– Ah, señor Ryder. Por favor, no se preocupe. Estoy seguro de que el señor Brodsky llegará en cualquier momento.
– En efecto, señor Hoffman. Y, de hecho, si estaba usted ensayando su discurso de petición de disculpas por la incomparecencia del señor Brodsky, me complace informarle de que ya no será necesario.
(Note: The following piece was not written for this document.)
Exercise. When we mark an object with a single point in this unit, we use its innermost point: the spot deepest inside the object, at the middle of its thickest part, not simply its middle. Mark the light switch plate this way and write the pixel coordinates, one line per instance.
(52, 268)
El señor Brodsky está ya aquí. -Hice un gesto en la dirección opuesta del pasillo-. Acaba de llegar.
Hoffman se quedó perplejo, y durante unos segundos permaneció paralizado. Luego recuperó el dominio de sí mismo, y dijo:
– Ah. Estupendo. Qué alivio. Pero, por supuesto, yo siempre he…, siempre he estado seguro de que así sucedería. -Rió, mirando a un lado y a otro del pasillo, como si esperara ver en alguna parte a Brodsky. Luego rió otra vez, y dijo-: Bien, será mejor que vaya a buscarle.
– Señor Hoffman, antes de hacer lo que dice le agradecería que me diera las últimas noticias relativas a mis padres. Supongo que estarán ya en el edificio, ¿me equivoco? Y en cuanto a su idea del carruaje y los caballos…, me ha parecido oírlos hace un rato, cuando he pasado en coche a cierta distancia de la fachada de la sala de conciertos. Confío en que haya causado el impacto que usted quería que causara…
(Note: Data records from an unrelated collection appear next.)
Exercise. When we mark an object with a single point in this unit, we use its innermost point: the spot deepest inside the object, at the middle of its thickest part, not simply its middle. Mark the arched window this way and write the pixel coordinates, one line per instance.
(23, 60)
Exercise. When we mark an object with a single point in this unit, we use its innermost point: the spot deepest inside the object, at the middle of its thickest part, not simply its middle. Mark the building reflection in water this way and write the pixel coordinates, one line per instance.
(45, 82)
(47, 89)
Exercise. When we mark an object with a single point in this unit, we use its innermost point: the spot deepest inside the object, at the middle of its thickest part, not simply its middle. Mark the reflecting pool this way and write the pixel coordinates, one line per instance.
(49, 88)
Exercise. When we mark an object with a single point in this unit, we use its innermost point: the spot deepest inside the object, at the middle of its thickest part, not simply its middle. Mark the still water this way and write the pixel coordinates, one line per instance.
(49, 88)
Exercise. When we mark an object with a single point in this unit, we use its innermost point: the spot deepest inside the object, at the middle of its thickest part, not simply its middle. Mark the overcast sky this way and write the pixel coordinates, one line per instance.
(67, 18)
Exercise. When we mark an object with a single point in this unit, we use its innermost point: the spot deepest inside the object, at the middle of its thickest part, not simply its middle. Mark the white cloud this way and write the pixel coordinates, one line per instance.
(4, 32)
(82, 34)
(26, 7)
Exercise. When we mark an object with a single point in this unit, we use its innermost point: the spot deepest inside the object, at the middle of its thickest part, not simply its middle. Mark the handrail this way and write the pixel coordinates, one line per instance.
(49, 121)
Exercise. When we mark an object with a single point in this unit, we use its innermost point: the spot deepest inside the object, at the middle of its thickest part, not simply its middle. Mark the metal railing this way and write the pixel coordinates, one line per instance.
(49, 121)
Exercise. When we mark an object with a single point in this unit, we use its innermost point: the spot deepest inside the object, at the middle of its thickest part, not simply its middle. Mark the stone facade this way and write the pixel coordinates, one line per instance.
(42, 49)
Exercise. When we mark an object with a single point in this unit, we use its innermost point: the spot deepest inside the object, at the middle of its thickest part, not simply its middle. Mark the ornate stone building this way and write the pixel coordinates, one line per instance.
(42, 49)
– ¿Sus padres? -Hoffman pareció otra vez desconcertado. Luego me puso una mano en el hombro y dijo-: Ah, sí. Sus padres. Déjeme pensar…
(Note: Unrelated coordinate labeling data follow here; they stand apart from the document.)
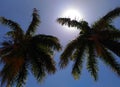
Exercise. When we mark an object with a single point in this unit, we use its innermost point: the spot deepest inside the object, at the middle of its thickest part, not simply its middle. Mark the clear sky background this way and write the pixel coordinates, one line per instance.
(49, 10)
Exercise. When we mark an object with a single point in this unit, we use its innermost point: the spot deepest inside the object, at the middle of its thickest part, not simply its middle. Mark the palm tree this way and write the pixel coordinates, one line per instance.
(100, 40)
(25, 51)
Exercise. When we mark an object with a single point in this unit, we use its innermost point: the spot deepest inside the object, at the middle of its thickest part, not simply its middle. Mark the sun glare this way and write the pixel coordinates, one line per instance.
(74, 14)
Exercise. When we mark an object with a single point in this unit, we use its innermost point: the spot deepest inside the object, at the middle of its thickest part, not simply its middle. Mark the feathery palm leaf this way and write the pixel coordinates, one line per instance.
(25, 50)
(100, 40)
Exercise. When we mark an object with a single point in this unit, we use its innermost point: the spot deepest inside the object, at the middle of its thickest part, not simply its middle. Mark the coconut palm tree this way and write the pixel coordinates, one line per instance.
(100, 40)
(25, 51)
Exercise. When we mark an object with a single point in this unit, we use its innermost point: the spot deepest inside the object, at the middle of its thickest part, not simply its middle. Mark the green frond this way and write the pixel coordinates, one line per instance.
(34, 23)
(92, 61)
(78, 60)
(48, 41)
(67, 53)
(107, 19)
(109, 60)
(69, 22)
– Señor Hoffman, he dejado en sus manos y en la de sus colegas el oportuno cuidado de mis padres. Ninguno de ellos está bien de salud…
– Claro, claro. No tiene por qué preocuparse. Sólo que, con tantas cosas que hacer, y con el pequeño retraso del señor Brodsky…, aunque ahora me dice usted que ya ha llegado… Ya… -Dejó la frase en suspenso, y volvió a mirar a un lado y a otro del pasillo.
Le pregunté, en tono seco:
– Señor Hoffman, ¿dónde están mis padres en este momento? ¿Tiene usted alguna idea?
– Ah. En este preciso instante, si he de serle sincero, no sé… Pero puedo asegurarle que están en manos de la mayor solvencia. Por supuesto, desearía supervisar personalmente todos los aspectos de la velada, pero comprenderá que… Ya… La señorita Stratmann. Ella sabrá exactamente dónde están sus padres. Ha recibido instrucciones precisas de seguir de cerca en todo momento los pasos de sus padres. No es que haya ningún peligro de que vaya a faltarles atención alguna mientras estén entre nosotros. Muy al contrario, he tenido que pedir a la señorita Stratmann que tenga mucho cuidado de que no resulten agobiados por la hospitalidad que sin duda va a deparárseles en todas partes…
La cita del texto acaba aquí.